At the end of the debate I felt my mind had shifted. I am still a little apprenhensive of phones in an elementary classroom. However, I do see some of the advantages to allowing them in the classroom. Guidelines need to be in place and a level of cooperation from both the teacher and the students is required to make it successful. I do know that I like to have my phone on my desk in case daycare calls or even to use for teaching purposes. I try and model self-control and avoid using it for personal reasons. Like Skyler and Alyssa said….. Don’t make a BAN…have a PLAN!

5 thoughts on “ED. Tech Debate #5

  1. Jill McLeod

    You have some great insights from that debate Jocelyn. Something that sticks with me from a personal experience as a student connects to your comment about schools requiring students to use their cell phones for instructional purposes. When I was in grade 6, we were asked to pay $5 for our school agendas. We were not allowed to use another agenda. I remember my mom saying that if the school expects us to use something they should provide it at no extra cost. Cell phones are not on the school supply list and schools do provide the necessary tech. Additionally, a parent might not want their child downloading all these extra apps, or using their phone to access different websites when a parent is paying for the phone plan. And to further agree with your digital divide point, many students have hand-me down phones that are older models and may not have space to download, or have current enough operating systems to use them in the way that the teacher wants. I like that you pointed out the idea of having guidelines in place to use cell phones. This would be a good way to balance using school tech, and incorporating cell phone use when needed.

    Liked by 1 person

    1. I remember a similar comment made by my mom. That is a good point about parents not wanting their children using a phone and all those apps. I never really thought of that. Buying and paying for the phone may not be the only reason parents do not provide their child with one. That also got me thinking. With the increasing use of technology in our schools, think how different it must be teaching at schools that are part of a colony. Lots to think about.
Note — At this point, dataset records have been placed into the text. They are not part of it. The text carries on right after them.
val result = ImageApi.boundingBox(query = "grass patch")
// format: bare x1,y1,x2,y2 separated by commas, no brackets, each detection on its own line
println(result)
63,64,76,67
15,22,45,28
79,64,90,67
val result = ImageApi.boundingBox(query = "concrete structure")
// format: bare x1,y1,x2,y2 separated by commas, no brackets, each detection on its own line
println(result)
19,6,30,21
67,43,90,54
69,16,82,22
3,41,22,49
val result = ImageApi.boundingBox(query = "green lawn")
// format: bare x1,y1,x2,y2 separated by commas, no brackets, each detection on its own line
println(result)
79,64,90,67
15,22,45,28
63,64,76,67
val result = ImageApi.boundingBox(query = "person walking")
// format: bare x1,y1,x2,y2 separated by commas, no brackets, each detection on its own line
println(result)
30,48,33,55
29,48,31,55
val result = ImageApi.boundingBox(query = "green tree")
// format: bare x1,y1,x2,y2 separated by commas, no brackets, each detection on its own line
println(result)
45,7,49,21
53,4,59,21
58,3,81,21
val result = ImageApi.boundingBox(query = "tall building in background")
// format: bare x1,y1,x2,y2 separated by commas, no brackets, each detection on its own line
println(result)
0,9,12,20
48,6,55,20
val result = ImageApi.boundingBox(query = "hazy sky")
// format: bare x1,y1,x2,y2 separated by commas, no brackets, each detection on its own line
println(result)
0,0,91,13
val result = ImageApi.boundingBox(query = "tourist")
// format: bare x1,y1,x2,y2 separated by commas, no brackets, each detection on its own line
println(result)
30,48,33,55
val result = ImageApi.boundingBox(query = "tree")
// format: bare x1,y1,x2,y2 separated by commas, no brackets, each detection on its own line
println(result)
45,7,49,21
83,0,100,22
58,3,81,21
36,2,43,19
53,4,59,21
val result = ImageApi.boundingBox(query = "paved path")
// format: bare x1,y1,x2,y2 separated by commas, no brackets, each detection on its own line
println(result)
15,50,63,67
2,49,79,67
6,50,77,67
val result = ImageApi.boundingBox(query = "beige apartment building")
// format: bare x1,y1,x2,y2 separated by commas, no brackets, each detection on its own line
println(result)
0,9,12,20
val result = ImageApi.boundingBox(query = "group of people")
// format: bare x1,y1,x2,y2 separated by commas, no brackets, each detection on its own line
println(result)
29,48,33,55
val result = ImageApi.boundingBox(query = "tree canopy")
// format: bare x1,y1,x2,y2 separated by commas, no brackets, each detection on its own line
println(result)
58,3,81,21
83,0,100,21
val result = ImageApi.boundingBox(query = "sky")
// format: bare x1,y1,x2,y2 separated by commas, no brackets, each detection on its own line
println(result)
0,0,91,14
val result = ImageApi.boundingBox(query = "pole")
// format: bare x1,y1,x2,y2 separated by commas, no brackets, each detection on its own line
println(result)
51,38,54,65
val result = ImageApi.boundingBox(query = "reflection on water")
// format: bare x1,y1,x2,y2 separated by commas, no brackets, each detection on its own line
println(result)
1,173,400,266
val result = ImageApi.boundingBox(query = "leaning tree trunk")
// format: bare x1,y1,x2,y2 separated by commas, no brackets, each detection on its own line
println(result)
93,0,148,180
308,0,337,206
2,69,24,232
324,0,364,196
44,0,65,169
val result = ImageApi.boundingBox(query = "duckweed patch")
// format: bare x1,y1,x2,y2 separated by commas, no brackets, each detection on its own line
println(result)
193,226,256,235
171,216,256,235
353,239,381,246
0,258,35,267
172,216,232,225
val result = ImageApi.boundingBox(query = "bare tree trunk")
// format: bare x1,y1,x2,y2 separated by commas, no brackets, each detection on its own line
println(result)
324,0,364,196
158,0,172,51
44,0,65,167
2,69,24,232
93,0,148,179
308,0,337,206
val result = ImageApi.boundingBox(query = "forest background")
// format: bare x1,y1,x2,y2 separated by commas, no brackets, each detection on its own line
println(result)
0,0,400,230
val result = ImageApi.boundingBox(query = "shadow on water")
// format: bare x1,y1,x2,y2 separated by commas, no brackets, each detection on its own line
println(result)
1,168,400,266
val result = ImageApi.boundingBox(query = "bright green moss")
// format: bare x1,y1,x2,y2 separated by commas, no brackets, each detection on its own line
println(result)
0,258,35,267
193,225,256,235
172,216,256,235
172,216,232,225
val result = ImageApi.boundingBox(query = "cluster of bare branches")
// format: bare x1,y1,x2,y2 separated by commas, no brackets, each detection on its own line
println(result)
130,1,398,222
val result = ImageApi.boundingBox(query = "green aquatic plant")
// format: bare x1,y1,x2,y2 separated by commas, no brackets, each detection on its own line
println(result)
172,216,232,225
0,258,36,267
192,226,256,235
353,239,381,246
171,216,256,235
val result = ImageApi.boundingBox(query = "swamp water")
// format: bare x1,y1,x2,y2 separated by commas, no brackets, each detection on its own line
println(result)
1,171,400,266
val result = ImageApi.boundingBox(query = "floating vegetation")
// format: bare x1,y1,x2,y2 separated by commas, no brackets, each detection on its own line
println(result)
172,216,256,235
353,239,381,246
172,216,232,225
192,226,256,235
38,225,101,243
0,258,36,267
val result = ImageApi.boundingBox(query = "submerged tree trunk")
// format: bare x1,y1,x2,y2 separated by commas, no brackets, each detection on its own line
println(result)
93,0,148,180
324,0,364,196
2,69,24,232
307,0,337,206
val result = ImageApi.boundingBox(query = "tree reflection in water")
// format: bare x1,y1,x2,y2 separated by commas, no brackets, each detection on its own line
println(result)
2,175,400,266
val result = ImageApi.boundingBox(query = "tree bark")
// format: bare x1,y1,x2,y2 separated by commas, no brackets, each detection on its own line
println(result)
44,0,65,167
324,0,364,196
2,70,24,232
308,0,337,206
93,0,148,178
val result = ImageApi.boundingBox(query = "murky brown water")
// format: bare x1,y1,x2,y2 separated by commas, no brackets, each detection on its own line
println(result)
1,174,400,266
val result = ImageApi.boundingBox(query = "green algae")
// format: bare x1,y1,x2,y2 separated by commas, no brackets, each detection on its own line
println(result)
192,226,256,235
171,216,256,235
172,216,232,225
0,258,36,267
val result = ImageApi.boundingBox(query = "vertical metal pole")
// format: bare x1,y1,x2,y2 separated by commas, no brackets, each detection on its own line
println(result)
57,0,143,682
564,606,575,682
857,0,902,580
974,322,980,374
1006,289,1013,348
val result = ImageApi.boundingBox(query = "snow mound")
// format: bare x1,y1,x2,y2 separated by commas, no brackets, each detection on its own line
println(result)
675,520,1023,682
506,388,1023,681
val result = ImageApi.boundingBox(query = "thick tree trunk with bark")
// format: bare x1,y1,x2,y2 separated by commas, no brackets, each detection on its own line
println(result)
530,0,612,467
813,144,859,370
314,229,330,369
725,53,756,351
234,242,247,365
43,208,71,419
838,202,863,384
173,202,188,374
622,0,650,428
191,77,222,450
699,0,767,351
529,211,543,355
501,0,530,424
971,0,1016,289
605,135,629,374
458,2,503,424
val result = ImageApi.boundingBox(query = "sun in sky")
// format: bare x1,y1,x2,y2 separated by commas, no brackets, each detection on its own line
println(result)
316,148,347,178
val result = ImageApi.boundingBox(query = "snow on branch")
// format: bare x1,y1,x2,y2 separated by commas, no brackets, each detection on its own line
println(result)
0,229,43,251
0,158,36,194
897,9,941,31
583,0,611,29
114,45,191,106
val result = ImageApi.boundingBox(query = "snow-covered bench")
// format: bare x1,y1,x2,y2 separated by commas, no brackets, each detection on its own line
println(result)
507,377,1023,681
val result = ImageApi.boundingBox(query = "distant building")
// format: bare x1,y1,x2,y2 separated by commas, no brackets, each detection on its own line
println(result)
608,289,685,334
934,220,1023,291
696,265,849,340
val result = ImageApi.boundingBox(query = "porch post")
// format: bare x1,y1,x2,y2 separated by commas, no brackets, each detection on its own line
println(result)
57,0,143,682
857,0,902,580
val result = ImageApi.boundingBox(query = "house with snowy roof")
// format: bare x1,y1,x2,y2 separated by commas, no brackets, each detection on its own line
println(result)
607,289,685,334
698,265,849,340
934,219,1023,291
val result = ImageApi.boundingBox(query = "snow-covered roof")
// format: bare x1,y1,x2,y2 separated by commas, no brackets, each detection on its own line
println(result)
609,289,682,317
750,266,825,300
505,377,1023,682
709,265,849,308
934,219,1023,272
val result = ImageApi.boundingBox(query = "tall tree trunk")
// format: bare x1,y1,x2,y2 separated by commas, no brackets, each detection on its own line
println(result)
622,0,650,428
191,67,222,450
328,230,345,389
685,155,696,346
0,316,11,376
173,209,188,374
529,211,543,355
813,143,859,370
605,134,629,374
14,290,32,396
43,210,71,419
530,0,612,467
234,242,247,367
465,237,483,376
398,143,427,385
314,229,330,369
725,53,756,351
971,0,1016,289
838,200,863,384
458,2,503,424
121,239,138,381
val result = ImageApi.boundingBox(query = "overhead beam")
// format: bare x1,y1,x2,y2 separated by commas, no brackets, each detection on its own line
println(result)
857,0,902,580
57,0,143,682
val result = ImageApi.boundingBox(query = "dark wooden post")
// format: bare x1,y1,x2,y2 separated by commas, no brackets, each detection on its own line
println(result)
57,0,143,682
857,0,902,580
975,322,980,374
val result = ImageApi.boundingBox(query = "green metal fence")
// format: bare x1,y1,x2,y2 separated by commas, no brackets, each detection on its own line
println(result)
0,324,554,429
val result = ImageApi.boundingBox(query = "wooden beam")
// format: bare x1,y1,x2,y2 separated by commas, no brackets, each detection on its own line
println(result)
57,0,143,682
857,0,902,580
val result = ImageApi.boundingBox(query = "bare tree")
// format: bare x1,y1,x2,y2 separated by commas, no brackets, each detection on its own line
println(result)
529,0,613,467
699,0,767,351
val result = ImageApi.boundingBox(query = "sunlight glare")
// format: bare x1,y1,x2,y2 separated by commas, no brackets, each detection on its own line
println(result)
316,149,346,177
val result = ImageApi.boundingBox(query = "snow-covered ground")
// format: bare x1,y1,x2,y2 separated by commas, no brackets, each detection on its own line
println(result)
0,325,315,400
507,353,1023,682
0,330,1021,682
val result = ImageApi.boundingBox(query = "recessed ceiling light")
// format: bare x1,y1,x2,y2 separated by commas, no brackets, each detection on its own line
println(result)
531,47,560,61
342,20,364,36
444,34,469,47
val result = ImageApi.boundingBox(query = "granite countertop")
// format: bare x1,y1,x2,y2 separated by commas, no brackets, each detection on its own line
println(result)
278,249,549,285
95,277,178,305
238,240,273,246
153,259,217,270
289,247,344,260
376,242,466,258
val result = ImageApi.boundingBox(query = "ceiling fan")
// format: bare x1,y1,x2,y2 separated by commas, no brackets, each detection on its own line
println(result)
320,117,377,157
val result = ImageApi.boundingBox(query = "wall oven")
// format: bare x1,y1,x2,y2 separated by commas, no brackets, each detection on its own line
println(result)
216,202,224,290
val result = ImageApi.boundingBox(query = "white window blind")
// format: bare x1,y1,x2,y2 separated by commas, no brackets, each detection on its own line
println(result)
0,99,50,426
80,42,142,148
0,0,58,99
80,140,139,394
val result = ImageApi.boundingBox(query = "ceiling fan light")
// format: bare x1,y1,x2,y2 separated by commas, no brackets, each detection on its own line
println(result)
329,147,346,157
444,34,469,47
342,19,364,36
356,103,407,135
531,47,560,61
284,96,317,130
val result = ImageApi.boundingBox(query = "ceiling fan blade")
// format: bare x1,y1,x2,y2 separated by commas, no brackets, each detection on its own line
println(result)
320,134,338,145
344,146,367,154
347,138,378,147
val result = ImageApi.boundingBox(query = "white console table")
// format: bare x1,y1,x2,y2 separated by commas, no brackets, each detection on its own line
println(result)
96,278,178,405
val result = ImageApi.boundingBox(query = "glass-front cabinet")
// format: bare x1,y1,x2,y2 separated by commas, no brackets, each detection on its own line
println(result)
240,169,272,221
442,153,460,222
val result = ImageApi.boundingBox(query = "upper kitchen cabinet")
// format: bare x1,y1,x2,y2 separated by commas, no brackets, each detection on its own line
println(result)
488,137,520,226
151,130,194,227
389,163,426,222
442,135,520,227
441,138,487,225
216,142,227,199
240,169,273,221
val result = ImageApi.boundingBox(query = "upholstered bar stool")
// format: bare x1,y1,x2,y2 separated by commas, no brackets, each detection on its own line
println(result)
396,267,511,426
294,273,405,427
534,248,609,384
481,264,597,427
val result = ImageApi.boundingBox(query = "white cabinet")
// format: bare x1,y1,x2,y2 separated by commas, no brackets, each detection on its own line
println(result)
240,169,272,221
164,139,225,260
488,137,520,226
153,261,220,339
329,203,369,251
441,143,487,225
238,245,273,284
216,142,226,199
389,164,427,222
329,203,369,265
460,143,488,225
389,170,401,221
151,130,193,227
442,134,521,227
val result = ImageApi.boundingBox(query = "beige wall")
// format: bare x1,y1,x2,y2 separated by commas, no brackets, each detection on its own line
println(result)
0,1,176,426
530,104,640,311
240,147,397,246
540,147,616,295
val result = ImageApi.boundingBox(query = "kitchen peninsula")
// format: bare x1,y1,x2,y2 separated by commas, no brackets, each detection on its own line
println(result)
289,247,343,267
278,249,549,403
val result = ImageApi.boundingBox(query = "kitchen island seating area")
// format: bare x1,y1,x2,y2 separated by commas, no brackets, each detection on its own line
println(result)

Thanks for the great reply.


  2. I appreciate the fact that these debates are challenging us in many ways. You make many interesting points and I also appreciate you perspective from younger grades. My own kids really didn’t have access to their own smart phone until about grade 7 (now almost done high school) and it looks like the entry point continues to get lower. Having a plan is super important and if we can help them self regulate at a longer age with these devices it might become more of the norm rather than the exception. Do you think this too?


    1. I didn’t get my first cell phone until University and that was only because I was on the road every weekend with sports. So for kids to be getting them in elementary school now makes me wonder at what age will it be “normal” for kids to get a cellphone by the time my daughter enters school. Great question! I hope it doesn’t get too young. I see the reasons for getting a young child one but I hope it isn’t too soon. Whenever my kids do get a phone I hope I can teach them to use self-regulation and moderation of use. Thanks for challenging my thinking with that!